I can’t help but think Anderson’s often steadfast refusal to engage in the inspirational nuts and bolts of his design (What’s that fabric? Why that fur?) and willingness to wax lyrical on the state of modern society is because, simply, there isn’t an explanation behind what he chose. He saw a ruffle, liked it, stuck it on a skirt, thought other people would like it to. Simple as. And simply, you could imagine women wearing the stiff cotton dresses and lightly draped sweaters. For cocktails, and beyond. So why do we care about a hidden depth, especially if there really isn’t one?

There’s no danger of hidden depth with Emilia Wickstead, whose posh clothes for posh girls going to posh dos tick pretty basic boxes. Her style can be neatly summarised as Lee Radziwill in radzimir: clean sixties-tinged couture gowns, straightforward coats, skinny gowns. Occasionally they’re muddled, such as by Wickstead’s predilection for jumpsuits so pronounced it amounts to a fetish that, like “splooshing”, say, or “yiffing”, is entirely inexplicable unless likewise inclined. This time, she let godet-hemmed trousers get the better of her in a valiant attempt to challenge the ubiquity of the cigarette trouser. To paraphrase the words of Abba’s Agnetha Faltskog, whom many of the models wound up resembling, Wickstead was defeated, the slender leg won the war.

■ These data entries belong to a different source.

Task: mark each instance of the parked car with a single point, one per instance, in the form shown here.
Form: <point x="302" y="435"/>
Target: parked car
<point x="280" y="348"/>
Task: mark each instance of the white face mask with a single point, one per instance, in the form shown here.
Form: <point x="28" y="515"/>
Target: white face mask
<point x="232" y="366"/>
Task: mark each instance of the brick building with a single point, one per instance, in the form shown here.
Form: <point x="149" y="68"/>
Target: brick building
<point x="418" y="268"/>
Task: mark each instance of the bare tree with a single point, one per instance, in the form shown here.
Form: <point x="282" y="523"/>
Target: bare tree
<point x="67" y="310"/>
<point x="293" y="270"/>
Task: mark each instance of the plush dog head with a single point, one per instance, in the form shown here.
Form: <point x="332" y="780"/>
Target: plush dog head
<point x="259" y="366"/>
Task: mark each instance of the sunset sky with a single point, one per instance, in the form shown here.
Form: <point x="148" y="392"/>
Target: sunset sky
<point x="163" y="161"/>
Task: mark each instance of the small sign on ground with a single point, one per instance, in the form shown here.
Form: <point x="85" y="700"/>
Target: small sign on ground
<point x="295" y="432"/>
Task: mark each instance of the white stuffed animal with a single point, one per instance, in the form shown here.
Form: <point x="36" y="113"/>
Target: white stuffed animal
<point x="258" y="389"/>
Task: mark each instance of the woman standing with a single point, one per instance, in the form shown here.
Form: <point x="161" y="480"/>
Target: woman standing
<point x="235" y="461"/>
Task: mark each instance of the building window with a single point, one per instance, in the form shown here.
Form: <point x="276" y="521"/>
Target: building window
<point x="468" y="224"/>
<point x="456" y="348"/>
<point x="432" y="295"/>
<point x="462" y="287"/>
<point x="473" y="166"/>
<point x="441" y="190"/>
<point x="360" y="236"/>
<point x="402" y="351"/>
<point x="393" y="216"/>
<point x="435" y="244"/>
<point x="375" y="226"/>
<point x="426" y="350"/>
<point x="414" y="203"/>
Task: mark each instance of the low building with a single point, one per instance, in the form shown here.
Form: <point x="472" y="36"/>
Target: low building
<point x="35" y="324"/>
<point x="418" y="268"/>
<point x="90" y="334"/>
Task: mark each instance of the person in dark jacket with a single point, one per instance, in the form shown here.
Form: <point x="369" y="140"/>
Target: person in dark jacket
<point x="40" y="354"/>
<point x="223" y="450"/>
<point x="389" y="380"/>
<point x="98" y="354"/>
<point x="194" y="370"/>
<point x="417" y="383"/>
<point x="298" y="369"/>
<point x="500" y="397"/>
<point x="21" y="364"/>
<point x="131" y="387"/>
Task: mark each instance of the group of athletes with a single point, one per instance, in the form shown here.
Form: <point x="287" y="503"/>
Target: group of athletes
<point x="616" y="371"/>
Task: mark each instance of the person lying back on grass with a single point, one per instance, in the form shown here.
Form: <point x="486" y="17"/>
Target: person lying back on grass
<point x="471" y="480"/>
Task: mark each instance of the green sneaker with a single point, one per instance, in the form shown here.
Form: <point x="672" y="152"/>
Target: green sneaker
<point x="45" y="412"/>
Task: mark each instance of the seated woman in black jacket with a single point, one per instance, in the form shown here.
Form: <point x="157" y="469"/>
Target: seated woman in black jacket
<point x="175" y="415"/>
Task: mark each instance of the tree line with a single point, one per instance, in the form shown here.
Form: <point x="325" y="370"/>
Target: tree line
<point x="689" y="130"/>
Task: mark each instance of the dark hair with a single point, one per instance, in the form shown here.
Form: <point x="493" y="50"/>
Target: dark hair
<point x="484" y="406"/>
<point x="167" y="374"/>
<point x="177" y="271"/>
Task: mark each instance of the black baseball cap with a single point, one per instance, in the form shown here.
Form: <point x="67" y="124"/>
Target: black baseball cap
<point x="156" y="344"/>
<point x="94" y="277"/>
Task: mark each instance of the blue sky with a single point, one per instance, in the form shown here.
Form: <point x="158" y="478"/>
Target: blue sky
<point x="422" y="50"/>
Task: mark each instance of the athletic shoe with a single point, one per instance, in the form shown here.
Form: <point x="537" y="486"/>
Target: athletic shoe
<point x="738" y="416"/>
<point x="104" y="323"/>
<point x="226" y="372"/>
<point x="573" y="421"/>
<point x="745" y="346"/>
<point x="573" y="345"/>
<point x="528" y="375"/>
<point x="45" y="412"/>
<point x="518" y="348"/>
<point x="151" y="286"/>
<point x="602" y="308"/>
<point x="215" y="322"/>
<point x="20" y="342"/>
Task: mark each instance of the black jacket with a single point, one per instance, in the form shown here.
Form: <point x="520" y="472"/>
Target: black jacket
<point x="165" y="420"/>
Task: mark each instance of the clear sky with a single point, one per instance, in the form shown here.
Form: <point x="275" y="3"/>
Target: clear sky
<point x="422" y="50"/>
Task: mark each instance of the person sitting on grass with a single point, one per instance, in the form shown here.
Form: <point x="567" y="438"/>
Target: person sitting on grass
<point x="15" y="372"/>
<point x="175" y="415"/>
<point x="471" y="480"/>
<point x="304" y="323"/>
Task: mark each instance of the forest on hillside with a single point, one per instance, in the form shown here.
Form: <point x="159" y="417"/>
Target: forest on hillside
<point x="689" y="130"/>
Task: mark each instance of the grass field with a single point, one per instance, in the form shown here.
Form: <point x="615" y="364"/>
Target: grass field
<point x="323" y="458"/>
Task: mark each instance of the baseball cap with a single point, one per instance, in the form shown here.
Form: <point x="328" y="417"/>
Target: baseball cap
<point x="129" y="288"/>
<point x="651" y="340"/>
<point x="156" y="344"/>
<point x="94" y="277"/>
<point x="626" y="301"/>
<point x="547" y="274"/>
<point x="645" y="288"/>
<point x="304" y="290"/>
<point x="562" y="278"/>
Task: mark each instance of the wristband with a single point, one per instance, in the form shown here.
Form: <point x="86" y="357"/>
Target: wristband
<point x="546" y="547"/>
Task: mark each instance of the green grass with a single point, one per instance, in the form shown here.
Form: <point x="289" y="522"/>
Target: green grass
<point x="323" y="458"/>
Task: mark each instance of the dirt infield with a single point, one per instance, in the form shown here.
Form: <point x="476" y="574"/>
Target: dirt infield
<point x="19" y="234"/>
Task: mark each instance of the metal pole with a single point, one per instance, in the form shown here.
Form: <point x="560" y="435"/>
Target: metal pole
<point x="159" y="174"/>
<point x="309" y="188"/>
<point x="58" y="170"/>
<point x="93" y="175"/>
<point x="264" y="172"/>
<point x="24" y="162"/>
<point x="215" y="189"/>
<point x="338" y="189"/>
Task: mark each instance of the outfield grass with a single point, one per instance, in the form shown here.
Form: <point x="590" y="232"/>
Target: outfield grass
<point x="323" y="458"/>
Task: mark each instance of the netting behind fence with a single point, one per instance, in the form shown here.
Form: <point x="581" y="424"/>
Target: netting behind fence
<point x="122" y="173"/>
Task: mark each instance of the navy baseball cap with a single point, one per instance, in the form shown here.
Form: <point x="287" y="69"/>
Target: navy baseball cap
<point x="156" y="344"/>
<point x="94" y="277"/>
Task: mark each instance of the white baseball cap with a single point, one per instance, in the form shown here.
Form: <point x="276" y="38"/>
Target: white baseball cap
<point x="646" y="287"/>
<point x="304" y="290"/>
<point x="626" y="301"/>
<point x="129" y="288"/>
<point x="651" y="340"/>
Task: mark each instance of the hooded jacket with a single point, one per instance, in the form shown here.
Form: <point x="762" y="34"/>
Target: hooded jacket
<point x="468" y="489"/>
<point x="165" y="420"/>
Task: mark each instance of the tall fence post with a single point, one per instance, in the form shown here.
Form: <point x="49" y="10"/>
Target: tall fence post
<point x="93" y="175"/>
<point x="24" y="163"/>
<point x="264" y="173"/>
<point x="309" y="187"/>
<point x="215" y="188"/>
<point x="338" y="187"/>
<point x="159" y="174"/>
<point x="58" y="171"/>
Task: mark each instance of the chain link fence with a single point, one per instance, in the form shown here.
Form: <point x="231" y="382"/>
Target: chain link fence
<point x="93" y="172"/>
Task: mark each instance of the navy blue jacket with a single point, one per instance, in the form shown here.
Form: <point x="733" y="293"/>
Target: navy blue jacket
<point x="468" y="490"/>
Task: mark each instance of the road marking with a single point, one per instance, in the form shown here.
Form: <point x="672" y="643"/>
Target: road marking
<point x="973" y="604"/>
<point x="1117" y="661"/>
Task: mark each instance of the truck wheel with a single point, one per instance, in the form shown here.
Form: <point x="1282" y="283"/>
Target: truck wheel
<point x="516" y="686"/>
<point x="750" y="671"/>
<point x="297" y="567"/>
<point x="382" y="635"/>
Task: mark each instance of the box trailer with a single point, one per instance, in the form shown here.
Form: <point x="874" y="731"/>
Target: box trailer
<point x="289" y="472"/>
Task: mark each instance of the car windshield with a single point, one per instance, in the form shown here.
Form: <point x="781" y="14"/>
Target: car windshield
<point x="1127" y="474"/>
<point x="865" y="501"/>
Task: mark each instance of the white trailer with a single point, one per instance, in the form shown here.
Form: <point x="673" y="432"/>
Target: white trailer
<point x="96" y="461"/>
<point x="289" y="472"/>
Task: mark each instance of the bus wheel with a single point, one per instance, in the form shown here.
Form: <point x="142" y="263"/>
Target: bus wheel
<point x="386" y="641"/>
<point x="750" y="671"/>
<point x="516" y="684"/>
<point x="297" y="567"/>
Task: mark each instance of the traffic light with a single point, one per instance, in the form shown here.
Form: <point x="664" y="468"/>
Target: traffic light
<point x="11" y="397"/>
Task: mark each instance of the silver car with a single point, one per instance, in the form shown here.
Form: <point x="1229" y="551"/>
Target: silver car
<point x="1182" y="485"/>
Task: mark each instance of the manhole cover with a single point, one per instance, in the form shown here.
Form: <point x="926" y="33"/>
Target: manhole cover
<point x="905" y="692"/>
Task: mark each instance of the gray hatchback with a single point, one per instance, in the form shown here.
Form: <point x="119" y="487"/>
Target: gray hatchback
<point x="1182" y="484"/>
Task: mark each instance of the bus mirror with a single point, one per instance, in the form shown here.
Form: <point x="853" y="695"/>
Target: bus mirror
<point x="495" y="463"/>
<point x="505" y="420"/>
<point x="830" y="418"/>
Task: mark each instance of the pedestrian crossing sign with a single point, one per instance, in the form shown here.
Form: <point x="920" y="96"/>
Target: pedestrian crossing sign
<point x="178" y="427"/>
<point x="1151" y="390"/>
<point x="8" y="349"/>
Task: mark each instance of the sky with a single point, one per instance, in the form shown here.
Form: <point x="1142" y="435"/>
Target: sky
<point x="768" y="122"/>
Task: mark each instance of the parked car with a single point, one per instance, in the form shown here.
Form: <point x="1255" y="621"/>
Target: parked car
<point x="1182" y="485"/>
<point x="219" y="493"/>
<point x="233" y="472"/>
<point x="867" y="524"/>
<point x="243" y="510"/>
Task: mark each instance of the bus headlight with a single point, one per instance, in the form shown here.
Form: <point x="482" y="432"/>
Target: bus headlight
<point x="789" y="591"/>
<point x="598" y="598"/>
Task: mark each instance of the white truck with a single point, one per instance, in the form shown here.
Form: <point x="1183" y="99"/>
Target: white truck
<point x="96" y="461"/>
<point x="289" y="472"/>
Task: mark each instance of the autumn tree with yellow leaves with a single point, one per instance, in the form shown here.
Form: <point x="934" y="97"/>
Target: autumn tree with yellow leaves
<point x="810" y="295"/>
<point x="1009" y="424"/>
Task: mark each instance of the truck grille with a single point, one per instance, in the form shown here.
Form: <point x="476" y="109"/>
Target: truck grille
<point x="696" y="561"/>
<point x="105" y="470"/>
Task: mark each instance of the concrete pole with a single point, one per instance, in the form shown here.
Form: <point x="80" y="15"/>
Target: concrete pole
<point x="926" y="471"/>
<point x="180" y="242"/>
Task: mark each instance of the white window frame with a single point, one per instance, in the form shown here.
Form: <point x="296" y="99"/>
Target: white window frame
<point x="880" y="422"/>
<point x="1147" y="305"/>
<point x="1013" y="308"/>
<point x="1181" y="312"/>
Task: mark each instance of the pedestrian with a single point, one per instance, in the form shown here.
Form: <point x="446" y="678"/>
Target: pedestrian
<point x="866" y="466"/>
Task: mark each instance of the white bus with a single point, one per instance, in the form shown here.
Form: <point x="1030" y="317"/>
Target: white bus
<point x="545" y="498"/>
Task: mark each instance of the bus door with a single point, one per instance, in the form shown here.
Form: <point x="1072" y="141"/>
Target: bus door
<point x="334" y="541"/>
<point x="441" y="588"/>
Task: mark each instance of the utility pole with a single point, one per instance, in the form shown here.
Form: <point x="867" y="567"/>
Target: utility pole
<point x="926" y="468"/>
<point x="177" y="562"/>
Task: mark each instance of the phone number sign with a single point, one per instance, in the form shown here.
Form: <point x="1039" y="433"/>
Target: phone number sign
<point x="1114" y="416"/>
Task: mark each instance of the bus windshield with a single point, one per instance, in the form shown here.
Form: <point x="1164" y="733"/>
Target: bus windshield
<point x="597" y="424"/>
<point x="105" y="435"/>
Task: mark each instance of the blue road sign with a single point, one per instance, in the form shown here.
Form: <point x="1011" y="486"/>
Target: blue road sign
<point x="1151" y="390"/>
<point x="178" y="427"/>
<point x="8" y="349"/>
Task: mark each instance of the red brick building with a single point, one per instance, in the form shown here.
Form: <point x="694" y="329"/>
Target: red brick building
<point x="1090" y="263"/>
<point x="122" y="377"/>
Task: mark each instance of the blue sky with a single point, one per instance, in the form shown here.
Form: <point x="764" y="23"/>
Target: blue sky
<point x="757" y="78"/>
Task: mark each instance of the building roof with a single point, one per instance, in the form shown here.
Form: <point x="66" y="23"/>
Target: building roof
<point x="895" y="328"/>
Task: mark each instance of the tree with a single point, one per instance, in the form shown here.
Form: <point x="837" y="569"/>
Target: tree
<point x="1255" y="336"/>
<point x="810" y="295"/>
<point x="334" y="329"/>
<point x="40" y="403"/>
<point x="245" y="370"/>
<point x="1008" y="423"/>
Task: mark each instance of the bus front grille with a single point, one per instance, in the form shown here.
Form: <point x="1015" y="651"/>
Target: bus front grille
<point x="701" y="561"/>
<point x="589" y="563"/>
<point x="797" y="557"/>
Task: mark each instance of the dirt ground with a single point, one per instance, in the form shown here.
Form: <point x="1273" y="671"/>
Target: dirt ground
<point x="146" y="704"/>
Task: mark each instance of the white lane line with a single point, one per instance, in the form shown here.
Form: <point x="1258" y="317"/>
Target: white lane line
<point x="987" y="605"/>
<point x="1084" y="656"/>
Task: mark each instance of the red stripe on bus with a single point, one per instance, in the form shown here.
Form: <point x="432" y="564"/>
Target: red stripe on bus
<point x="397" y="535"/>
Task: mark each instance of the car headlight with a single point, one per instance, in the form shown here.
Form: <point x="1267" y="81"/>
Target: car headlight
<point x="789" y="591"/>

However, this was otherwise a sharp, decisive, well-executed show full of engaging ideas. Confrontation, perhaps, for Wickstead – quietly so – as it challenged the niche she’s been placed in as party-frock purveyor. Many of the ideas felt new – if not entirely, then certainly for Wickstead. Few felt prim or precious, which has marred previous outings. The tailoring was great in giant boxy shapes with strapped sleeves; her knitted dresses deserved special mention and merit. Long and lean and body-hugging, even when shown as a potentially lumpen combo of knit pinafore dress over sweater. A cable-knit version, fluted at the hem, was lovely. Very modern cocktail.